A few quick notes based on the thread:

  • It’s definitely the digital root problem. The 49 -> 4 example is correct, and the 195 example helps disambiguate the intent.
  • Your recursion is fine logically. The NameError is from the site’s test harness (they’re calling unittest.assertEqual without importing). That’s not on your code. The repeated lines just mean each test crashed before calling your function.

Two things you can do on your side to avoid unrelated failures:
- Match the expected function name/signature (usually snakecase): sumdigits(n), not sumDigits.
- Don’t print in the solution—just return.

Iterative version that most runners accept:

def sum_digits(n):
n = abs(int(n))
while n >= 10:
s = 0
while n:
n, d = divmod(n, 10)
s += d
n = s
return n

O(1) digital root trick (if inputs are non-negative integers):

def sum_digits(n):
n = abs(int(n))
return 0 if n == 0 else 1 + (n - 1) % 9

If “Run Tests” still reports assertEqual is not defined, that needs a fix on the platform side. Also, same snake_case naming convention shows up in problems like Length of String Compression.

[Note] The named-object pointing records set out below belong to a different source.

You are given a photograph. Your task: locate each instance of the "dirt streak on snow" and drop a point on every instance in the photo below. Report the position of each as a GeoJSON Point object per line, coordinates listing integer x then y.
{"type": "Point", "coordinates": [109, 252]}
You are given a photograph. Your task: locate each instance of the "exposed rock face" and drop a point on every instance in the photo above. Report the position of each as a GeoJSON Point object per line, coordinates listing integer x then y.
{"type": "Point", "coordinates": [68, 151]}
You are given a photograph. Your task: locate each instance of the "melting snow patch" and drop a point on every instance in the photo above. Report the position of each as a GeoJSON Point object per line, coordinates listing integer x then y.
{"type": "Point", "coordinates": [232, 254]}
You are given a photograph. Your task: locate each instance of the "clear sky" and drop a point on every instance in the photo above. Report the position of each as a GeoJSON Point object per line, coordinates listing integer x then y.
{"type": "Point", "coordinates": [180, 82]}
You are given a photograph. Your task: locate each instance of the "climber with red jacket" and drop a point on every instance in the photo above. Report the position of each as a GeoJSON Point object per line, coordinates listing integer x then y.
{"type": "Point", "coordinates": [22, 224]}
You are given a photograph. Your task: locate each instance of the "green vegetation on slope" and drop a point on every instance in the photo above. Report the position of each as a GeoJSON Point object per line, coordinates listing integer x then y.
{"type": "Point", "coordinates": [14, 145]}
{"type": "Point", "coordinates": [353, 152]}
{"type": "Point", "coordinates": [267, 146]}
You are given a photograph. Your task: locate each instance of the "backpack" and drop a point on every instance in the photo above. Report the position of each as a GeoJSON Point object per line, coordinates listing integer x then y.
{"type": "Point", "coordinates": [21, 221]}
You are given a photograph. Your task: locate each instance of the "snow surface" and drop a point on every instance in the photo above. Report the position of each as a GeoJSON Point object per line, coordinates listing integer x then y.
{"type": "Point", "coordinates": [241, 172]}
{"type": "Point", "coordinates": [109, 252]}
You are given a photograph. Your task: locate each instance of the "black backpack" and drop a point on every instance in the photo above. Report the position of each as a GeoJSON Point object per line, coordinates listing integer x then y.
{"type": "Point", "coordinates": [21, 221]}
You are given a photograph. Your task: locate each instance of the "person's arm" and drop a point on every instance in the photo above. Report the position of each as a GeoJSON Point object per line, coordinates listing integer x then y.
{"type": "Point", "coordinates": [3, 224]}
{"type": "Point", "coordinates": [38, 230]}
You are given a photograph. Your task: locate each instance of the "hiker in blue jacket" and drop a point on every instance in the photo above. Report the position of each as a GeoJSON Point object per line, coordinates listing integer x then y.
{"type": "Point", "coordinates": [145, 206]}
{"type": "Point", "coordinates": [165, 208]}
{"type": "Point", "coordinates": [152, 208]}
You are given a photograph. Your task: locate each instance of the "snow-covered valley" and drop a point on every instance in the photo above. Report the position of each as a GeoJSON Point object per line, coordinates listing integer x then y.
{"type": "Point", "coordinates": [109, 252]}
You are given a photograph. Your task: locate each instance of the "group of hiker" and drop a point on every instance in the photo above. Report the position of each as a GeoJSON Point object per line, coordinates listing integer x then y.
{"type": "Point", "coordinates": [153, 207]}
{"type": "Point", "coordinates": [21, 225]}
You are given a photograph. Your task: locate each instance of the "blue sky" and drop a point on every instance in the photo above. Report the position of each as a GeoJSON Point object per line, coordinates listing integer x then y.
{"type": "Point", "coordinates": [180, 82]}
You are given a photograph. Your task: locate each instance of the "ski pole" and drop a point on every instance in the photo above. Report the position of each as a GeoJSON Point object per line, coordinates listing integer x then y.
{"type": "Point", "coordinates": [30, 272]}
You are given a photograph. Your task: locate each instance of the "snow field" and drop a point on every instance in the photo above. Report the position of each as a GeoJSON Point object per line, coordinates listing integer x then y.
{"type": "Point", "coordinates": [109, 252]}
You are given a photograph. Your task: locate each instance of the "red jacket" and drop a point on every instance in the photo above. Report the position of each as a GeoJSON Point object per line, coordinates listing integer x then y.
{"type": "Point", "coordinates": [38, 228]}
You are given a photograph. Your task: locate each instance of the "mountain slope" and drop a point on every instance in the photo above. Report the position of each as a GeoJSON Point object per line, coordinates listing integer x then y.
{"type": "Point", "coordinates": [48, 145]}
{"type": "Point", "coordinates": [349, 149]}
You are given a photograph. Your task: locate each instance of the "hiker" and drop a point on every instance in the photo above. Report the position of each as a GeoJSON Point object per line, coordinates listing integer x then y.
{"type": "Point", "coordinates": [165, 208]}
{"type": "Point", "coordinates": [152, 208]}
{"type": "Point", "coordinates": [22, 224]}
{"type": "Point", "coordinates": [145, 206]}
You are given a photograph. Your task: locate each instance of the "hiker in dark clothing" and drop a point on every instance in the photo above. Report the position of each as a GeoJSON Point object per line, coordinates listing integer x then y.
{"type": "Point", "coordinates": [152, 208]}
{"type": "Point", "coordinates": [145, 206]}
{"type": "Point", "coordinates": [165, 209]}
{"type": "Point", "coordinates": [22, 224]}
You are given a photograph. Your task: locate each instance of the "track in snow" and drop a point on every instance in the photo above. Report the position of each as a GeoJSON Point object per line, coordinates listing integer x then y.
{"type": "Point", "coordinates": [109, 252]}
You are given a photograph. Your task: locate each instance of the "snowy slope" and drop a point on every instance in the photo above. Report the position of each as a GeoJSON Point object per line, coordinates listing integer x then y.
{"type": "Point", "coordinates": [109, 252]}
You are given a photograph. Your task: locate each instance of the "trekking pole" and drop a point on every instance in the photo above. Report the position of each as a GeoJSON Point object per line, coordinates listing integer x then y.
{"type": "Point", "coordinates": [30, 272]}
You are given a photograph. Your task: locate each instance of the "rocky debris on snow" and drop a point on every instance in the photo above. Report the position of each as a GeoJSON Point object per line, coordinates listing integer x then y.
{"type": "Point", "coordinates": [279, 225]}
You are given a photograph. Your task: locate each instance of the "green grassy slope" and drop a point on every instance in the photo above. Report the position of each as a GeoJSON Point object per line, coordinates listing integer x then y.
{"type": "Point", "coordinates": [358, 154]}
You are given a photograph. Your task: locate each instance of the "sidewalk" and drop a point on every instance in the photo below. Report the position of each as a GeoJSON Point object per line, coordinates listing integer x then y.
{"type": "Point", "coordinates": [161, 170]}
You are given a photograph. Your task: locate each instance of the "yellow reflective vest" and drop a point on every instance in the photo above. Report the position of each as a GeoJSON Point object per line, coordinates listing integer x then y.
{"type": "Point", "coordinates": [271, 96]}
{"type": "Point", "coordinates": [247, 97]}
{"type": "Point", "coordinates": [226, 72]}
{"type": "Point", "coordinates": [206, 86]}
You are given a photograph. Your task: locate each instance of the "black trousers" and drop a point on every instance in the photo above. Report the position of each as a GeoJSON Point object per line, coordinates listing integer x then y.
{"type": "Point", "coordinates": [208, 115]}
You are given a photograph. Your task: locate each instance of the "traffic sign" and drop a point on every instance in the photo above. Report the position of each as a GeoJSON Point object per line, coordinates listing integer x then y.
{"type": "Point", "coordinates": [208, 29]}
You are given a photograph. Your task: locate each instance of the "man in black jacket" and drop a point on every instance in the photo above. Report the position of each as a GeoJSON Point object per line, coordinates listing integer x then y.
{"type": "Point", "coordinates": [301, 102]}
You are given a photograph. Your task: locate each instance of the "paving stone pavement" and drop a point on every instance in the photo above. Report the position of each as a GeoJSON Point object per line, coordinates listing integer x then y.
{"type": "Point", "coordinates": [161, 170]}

Team AlgoDaily Commented on Jul 20, 2025:

Appreciate all the details here—quick updates and clarifications:

  • It is the digital root problem. The example 49 -> 4+9=13 -> 1+3=4 is correct. We’ll add a 3-digit example (e.g., 195 -> 1+9+5=15 -> 1+5=6) to the prompt to remove ambiguity.
  • The “assertEqual is not defined” error was on our side in the test harness. We’ve pushed a fix. Please hard refresh and re-run. If you still see it, let us know your browser + language.
  • Python function signature: use snakecase and return the value (no prints). Expected: sumdigits(n)

Both iterative and O(1) solutions are accepted:
```

O(1) digital root

def sum_digits(n):
return 0 if n == 0 else 1 + (n - 1) % 9
```

Assume non-negative integers for this challenge. If anything else looks off after the fix, reply with the run ID or a screenshot so we can investigate.